We study the measurements of a freely falling Unruh-DeWitt particle detector near the horizon of a semiclassical Schwarzschild black hole. Our results show that the detector's response increases smoothly as it approaches and crosses the horizon in both the Hartle-Hawking and Unruh vacua. However, these measurements are dominated by the effects of switching the detector on and off, rather than by the detection of Hawking radiation particles. We demonstrate that a freely falling Unruh-DeWitt detector cannot directly measure Hawking radiation near the horizon because the time required for thermalization is longer than the time spent near the horizon. We propose an operational definition of the effective temperature along an infalling trajectory based on measurements by a particle detector. Using this method, we find that the effective temperature measured by a freely falling observer in the Hartle-Hawking vacuum increases smoothly from the Hawking temperature far from the horizon to twice the Hawking temperature at the horizon, and continues to rise into the interior of the black hole.

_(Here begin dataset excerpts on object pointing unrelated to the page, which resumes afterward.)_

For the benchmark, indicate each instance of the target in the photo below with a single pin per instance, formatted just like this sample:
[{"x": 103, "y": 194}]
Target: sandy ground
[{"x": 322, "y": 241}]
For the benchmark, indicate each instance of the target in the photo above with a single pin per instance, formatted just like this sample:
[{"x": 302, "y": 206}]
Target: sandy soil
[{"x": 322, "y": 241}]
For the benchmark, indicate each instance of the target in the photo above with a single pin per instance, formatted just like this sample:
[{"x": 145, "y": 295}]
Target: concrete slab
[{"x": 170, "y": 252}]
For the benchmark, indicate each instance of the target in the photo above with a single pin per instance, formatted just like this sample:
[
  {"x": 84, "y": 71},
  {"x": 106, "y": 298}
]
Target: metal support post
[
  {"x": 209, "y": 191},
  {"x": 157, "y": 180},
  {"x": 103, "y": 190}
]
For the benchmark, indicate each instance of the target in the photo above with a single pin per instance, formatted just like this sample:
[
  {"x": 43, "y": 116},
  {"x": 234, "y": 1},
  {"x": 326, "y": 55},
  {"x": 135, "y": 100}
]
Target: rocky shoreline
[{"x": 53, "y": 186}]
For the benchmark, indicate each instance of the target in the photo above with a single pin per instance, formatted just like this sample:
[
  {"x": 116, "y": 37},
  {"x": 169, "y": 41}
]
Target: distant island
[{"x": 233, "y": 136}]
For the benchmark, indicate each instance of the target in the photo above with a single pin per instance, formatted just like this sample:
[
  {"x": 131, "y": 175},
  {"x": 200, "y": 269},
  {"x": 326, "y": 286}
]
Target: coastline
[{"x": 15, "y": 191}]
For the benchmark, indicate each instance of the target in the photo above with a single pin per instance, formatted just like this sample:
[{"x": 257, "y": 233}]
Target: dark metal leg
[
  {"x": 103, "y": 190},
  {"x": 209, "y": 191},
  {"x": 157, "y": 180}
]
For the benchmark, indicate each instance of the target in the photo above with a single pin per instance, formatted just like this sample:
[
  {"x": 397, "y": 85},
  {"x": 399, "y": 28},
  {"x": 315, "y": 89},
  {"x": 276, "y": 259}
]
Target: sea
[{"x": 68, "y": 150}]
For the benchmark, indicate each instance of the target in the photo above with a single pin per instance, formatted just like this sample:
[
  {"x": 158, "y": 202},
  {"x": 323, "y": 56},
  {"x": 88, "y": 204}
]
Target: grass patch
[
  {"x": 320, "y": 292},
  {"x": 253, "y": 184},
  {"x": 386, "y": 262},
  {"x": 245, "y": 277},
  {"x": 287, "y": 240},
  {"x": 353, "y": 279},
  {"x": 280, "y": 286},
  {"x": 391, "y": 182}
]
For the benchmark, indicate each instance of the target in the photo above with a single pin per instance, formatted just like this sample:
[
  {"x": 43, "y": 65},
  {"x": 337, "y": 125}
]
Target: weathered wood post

This effective temperature closely matches an analytical prediction derived by embedding Schwarzschild spacetime into a higher-dimensional Minkowski space, suggesting that further exploration of higher-dimensional embeddings could provide new insights into the near-horizon behavior of black holes.

Figures (9)

• Figure 1: The response $\mathcal{F}$ of a static detector in a Minkowski thermal state with temperature $T$, as a function of the measurement duration $\Delta\tau$. Left: the transition between switching-dominated and particle-dominated regimes occurs at $\Delta\tau \sim T^{-1}$ when the detector energy gap $E$ is of order $T$. Gray lines denote the asymptotic limits for small (dotted) and large (solid) $\Delta\tau$. Right:$\mathcal{F}$ does not simply decouple into its "switching component" $\mathcal{F}_\text{switch}$ plus its "particle component" $\mathcal{F}_\text{par}$. Depending on the detector energy and the switching duration, the actual response can be smaller or larger than this sum.
• Figure 2: Left: the KMS temperature $T_\mathrm{KMS}$ measured by a static detector is much larger than the temperature $T$ of the thermal state when $\Delta\tau \lesssim T^{-1}$. Right: the response $\mathcal{F}$ of a static detector is monotonic in $T$ when $E$ and $\Delta\tau$ are held fixed. Thus, $\mathcal{F}$ can be used to measure $T$, even for short switching durations where the detector has not yet thermalized.
• Figure 3: The response $\mathcal{F}$ of a detector moving with constant velocity $v$ through a Minkowski thermal state with temperature $T$, for very long measurement durations (left) and shorter durations (right). Left: in the limit of large $\Delta\tau$, the dependence of $\mathcal{F}$ on the energy gap $E$ is modified by the Doppler effect. Right: for small measurement durations, $\mathcal{F}$ is only weakly dependent on $v$ because switching effects dominate. $\mathcal{F}_\text{static}$ denotes the response measured by a static detector. The detector energy gap is $E = T^{-1}$, but the results are similar for all $E$ within an order of magnitude this value.
• Figure 4: The effective potential $V_\ell$ for $\ell \leq 4$.
• Figure 5: The response $\mathcal{F}$ of a detector freely falling from rest at infinity into a Schwarzschild black hole in the Hartle-Hawking and Unruh vacuum states. At all energies shown, the response increases smoothly as the detector approaches and crosses the horizon. The legend is the same for both panels.